Strategische Perspektive für Unternehmens-IT

Die Kombination aus ungepatchten Architekturlücken wie PhantomRPC und aktiven Zero-Day-Exploits wie BlueHammer schafft ein volatiles Umfeld für Unternehmens-IT-Abteilungen. Die anhaltenden globalen Service-Störungen – etwa die Outlook- und Microsoft-365-Ausfälle vom 27. April 2026 – erschweren die Lage zusätzlich. Administratoren müssen zwischen sofortiger Serviceverfügbarkeit und langfristiger Sicherheitshärtung abwägen. Der Outlook-Ausfall, der Login- und Synchronisationsfehler auf iOS, Android und im Web verursachte, wurde auf eine Backend-Konfigurationsänderung zurückgeführt, die zurückgesetzt werden musste.
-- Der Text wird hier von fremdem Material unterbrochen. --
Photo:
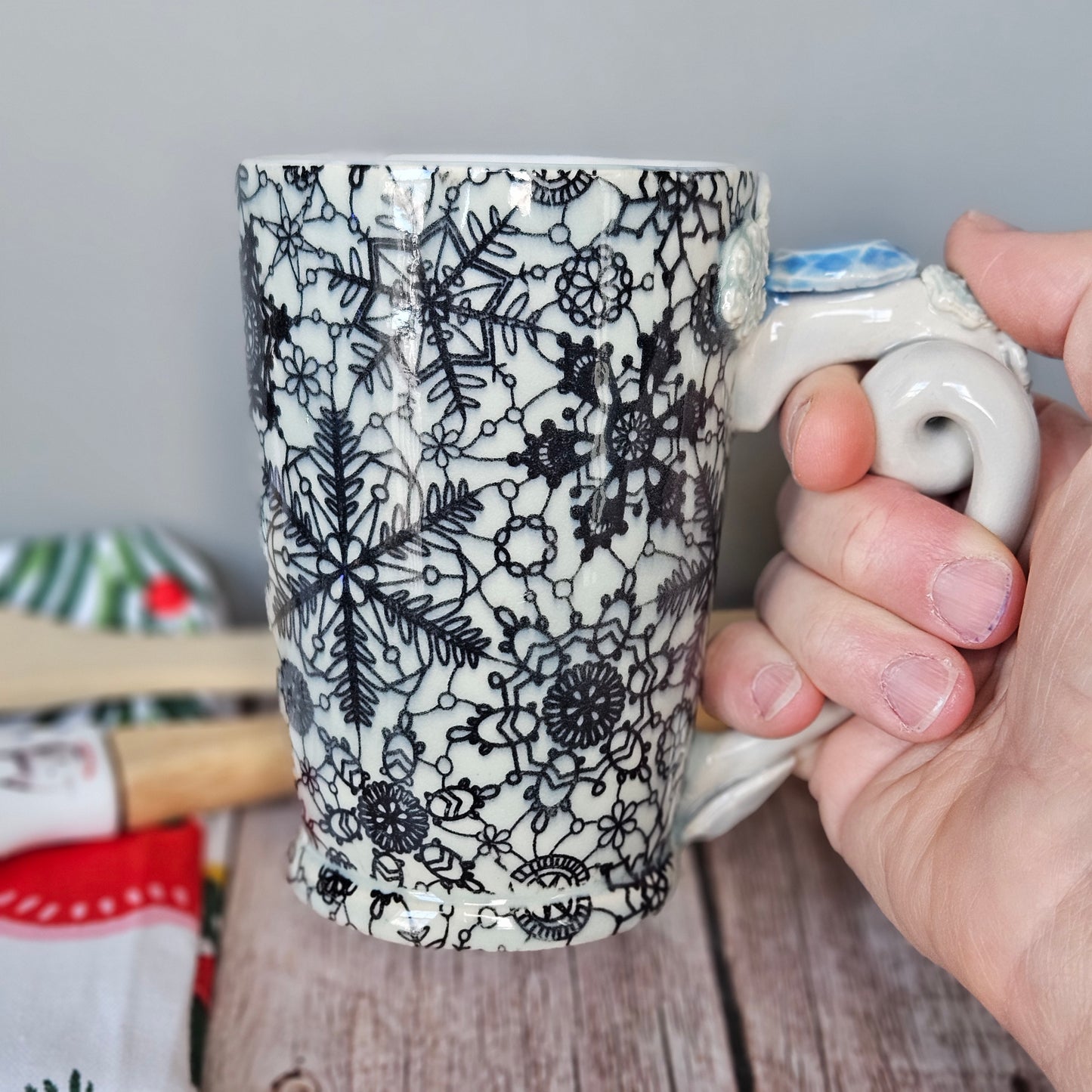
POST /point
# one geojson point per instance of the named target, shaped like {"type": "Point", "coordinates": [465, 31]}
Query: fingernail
{"type": "Point", "coordinates": [988, 222]}
{"type": "Point", "coordinates": [794, 426]}
{"type": "Point", "coordinates": [775, 687]}
{"type": "Point", "coordinates": [971, 595]}
{"type": "Point", "coordinates": [917, 689]}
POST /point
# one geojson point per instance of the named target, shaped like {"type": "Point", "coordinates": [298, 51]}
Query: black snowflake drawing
{"type": "Point", "coordinates": [639, 417]}
{"type": "Point", "coordinates": [491, 405]}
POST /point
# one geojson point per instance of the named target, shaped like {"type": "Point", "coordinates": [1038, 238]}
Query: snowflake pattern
{"type": "Point", "coordinates": [491, 407]}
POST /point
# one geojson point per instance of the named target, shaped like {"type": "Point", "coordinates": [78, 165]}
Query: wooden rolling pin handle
{"type": "Point", "coordinates": [166, 773]}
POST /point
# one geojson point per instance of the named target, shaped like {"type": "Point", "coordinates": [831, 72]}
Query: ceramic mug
{"type": "Point", "coordinates": [493, 403]}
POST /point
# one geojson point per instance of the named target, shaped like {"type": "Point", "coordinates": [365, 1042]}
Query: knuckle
{"type": "Point", "coordinates": [863, 549]}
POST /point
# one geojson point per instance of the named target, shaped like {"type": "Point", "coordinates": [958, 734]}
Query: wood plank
{"type": "Point", "coordinates": [831, 996]}
{"type": "Point", "coordinates": [640, 1011]}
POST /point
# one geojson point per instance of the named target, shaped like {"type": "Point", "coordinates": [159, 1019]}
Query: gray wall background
{"type": "Point", "coordinates": [122, 380]}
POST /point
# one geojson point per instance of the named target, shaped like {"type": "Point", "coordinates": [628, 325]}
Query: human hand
{"type": "Point", "coordinates": [961, 790]}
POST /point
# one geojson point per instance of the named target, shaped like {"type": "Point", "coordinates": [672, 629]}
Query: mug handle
{"type": "Point", "coordinates": [949, 393]}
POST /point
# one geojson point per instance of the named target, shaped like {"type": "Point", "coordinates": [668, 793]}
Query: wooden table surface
{"type": "Point", "coordinates": [770, 969]}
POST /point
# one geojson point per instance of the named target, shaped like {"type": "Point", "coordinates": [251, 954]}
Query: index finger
{"type": "Point", "coordinates": [1037, 287]}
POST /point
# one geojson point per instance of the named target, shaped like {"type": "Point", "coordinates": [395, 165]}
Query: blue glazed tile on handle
{"type": "Point", "coordinates": [839, 269]}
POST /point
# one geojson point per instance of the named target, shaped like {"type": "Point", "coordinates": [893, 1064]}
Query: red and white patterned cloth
{"type": "Point", "coordinates": [107, 948]}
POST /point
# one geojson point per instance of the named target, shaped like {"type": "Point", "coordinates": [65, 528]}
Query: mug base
{"type": "Point", "coordinates": [448, 917]}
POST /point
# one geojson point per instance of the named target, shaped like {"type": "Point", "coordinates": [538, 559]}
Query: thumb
{"type": "Point", "coordinates": [1037, 287]}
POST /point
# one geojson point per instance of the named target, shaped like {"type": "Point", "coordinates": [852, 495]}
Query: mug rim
{"type": "Point", "coordinates": [490, 161]}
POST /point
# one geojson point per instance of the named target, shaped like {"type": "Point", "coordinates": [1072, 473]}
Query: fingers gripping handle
{"type": "Point", "coordinates": [951, 410]}
{"type": "Point", "coordinates": [947, 416]}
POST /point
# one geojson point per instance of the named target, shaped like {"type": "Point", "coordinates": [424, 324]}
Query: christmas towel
{"type": "Point", "coordinates": [107, 949]}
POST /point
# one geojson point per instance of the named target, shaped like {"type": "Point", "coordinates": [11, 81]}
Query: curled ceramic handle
{"type": "Point", "coordinates": [949, 395]}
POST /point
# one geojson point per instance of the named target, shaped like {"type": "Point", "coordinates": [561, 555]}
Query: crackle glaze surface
{"type": "Point", "coordinates": [491, 405]}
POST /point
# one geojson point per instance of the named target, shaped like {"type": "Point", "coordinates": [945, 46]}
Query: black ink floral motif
{"type": "Point", "coordinates": [583, 704]}
{"type": "Point", "coordinates": [265, 326]}
{"type": "Point", "coordinates": [491, 405]}
{"type": "Point", "coordinates": [392, 817]}
{"type": "Point", "coordinates": [333, 885]}
{"type": "Point", "coordinates": [302, 375]}
{"type": "Point", "coordinates": [559, 187]}
{"type": "Point", "coordinates": [299, 707]}
{"type": "Point", "coordinates": [562, 917]}
{"type": "Point", "coordinates": [638, 431]}
{"type": "Point", "coordinates": [594, 286]}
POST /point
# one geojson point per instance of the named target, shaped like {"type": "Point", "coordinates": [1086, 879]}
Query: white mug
{"type": "Point", "coordinates": [493, 402]}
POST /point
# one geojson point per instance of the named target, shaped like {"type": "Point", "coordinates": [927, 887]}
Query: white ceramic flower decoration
{"type": "Point", "coordinates": [744, 264]}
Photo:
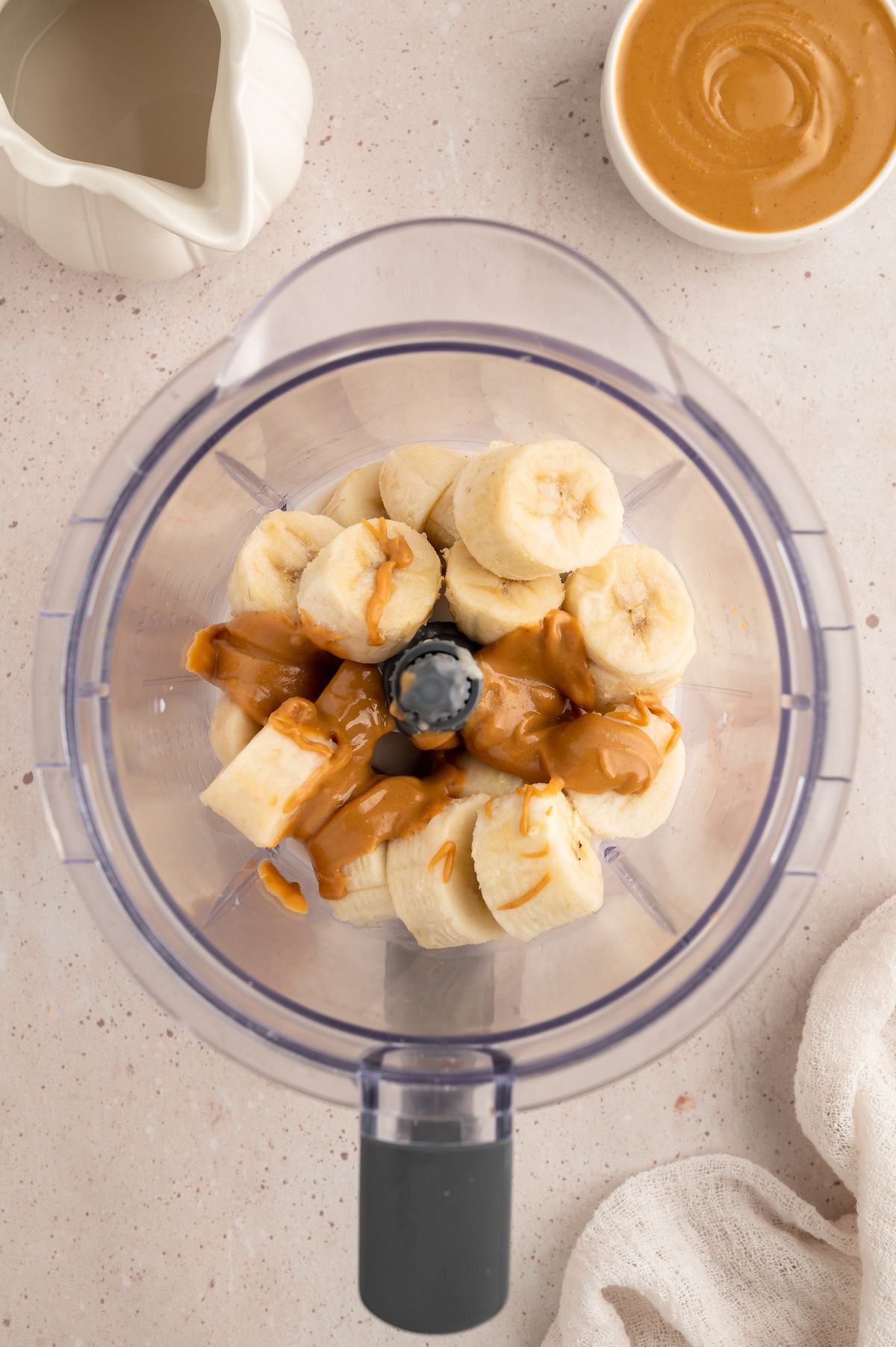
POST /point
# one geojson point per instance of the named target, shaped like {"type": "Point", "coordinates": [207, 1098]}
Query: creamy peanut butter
{"type": "Point", "coordinates": [393, 807]}
{"type": "Point", "coordinates": [261, 660]}
{"type": "Point", "coordinates": [284, 891]}
{"type": "Point", "coordinates": [396, 554]}
{"type": "Point", "coordinates": [535, 718]}
{"type": "Point", "coordinates": [763, 115]}
{"type": "Point", "coordinates": [535, 715]}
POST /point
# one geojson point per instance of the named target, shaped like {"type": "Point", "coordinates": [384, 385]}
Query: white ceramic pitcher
{"type": "Point", "coordinates": [146, 137]}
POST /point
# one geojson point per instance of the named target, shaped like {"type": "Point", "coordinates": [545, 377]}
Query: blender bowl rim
{"type": "Point", "coordinates": [596, 1045]}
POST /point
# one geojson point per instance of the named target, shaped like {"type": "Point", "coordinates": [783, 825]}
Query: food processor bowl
{"type": "Point", "coordinates": [455, 332]}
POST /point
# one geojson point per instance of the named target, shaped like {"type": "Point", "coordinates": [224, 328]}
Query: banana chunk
{"type": "Point", "coordinates": [487, 606]}
{"type": "Point", "coordinates": [358, 496]}
{"type": "Point", "coordinates": [261, 791]}
{"type": "Point", "coordinates": [368, 900]}
{"type": "Point", "coordinates": [627, 817]}
{"type": "Point", "coordinates": [338, 591]}
{"type": "Point", "coordinates": [433, 881]}
{"type": "Point", "coordinates": [229, 730]}
{"type": "Point", "coordinates": [482, 779]}
{"type": "Point", "coordinates": [617, 687]}
{"type": "Point", "coordinates": [534, 861]}
{"type": "Point", "coordinates": [267, 569]}
{"type": "Point", "coordinates": [441, 526]}
{"type": "Point", "coordinates": [636, 616]}
{"type": "Point", "coordinates": [532, 511]}
{"type": "Point", "coordinates": [414, 479]}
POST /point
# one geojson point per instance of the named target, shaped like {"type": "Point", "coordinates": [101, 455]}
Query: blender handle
{"type": "Point", "coordinates": [435, 1187]}
{"type": "Point", "coordinates": [434, 1233]}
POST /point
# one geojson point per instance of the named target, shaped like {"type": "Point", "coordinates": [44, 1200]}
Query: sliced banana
{"type": "Point", "coordinates": [267, 569]}
{"type": "Point", "coordinates": [531, 511]}
{"type": "Point", "coordinates": [534, 861]}
{"type": "Point", "coordinates": [229, 730]}
{"type": "Point", "coordinates": [636, 616]}
{"type": "Point", "coordinates": [261, 791]}
{"type": "Point", "coordinates": [337, 591]}
{"type": "Point", "coordinates": [368, 900]}
{"type": "Point", "coordinates": [358, 496]}
{"type": "Point", "coordinates": [441, 526]}
{"type": "Point", "coordinates": [433, 881]}
{"type": "Point", "coordinates": [414, 479]}
{"type": "Point", "coordinates": [616, 687]}
{"type": "Point", "coordinates": [479, 777]}
{"type": "Point", "coordinates": [612, 815]}
{"type": "Point", "coordinates": [487, 606]}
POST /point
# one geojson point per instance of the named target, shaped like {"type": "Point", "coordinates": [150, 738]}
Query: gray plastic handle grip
{"type": "Point", "coordinates": [435, 1233]}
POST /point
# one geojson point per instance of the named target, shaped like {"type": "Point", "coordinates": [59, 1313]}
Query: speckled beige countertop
{"type": "Point", "coordinates": [152, 1192]}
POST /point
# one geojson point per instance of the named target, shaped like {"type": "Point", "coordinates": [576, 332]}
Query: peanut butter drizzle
{"type": "Point", "coordinates": [320, 635]}
{"type": "Point", "coordinates": [529, 895]}
{"type": "Point", "coordinates": [290, 895]}
{"type": "Point", "coordinates": [537, 856]}
{"type": "Point", "coordinates": [445, 853]}
{"type": "Point", "coordinates": [641, 715]}
{"type": "Point", "coordinates": [553, 787]}
{"type": "Point", "coordinates": [351, 713]}
{"type": "Point", "coordinates": [398, 554]}
{"type": "Point", "coordinates": [537, 715]}
{"type": "Point", "coordinates": [393, 807]}
{"type": "Point", "coordinates": [261, 660]}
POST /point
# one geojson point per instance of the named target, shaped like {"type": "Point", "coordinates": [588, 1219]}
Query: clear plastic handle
{"type": "Point", "coordinates": [452, 278]}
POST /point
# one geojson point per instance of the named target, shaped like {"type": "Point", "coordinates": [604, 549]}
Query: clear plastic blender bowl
{"type": "Point", "coordinates": [455, 332]}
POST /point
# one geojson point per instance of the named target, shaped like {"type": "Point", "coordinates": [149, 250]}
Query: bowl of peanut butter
{"type": "Point", "coordinates": [752, 127]}
{"type": "Point", "coordinates": [445, 700]}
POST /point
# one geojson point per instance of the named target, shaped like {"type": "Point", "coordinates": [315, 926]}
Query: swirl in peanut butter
{"type": "Point", "coordinates": [763, 115]}
{"type": "Point", "coordinates": [261, 660]}
{"type": "Point", "coordinates": [537, 715]}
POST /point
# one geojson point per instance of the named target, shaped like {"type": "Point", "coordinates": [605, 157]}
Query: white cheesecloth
{"type": "Point", "coordinates": [715, 1251]}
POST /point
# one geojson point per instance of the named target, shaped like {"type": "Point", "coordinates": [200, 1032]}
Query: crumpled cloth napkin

Seit April 2026 erlaubt Microsoft Nutzern, obligatorische Updates unbegrenzt zu pausieren. Diese Änderung adressiert zwar langjährige Beschwerden über erzwungene Neustarts, verlängert aber auch das Zeitfenster für Angriffe auf ungepatchte Systeme. Branchenbeobachter warnen: Jeder Tag, an dem eine bekannte Schwachstelle unadressiert bleibt, erhöht das Risiko eines weitreichenden Incidents.

Für die kommenden Wochen empfehlen Sicherheitsexperten, die von CISA vorgeschriebenen Patches für Defender zu priorisieren und gleichzeitig die manuellen Absicherungen für PhantomRPC umzusetzen. Angesichts der bevorstehenden Secure-Boot-Zertifikats-Frist im Juni 2026 wird der Fokus darauf liegen, die grundlegenden Vertrauensmechanismen der Windows-Hardware intakt zu halten. In einer Ära, in der Schwachstellen-Intelligenz-Firmen deutlich mehr „in freier Wildbahn ausgenutzte“ Lücken identifizieren als offizielle Regierungsdatenbanken – einige Firmen zählten 1.924 solcher Schwachstellen gegenüber 1.569 im CISA-KEV – bleibt proaktive interne Überwachung die primäre Verteidigungslinie.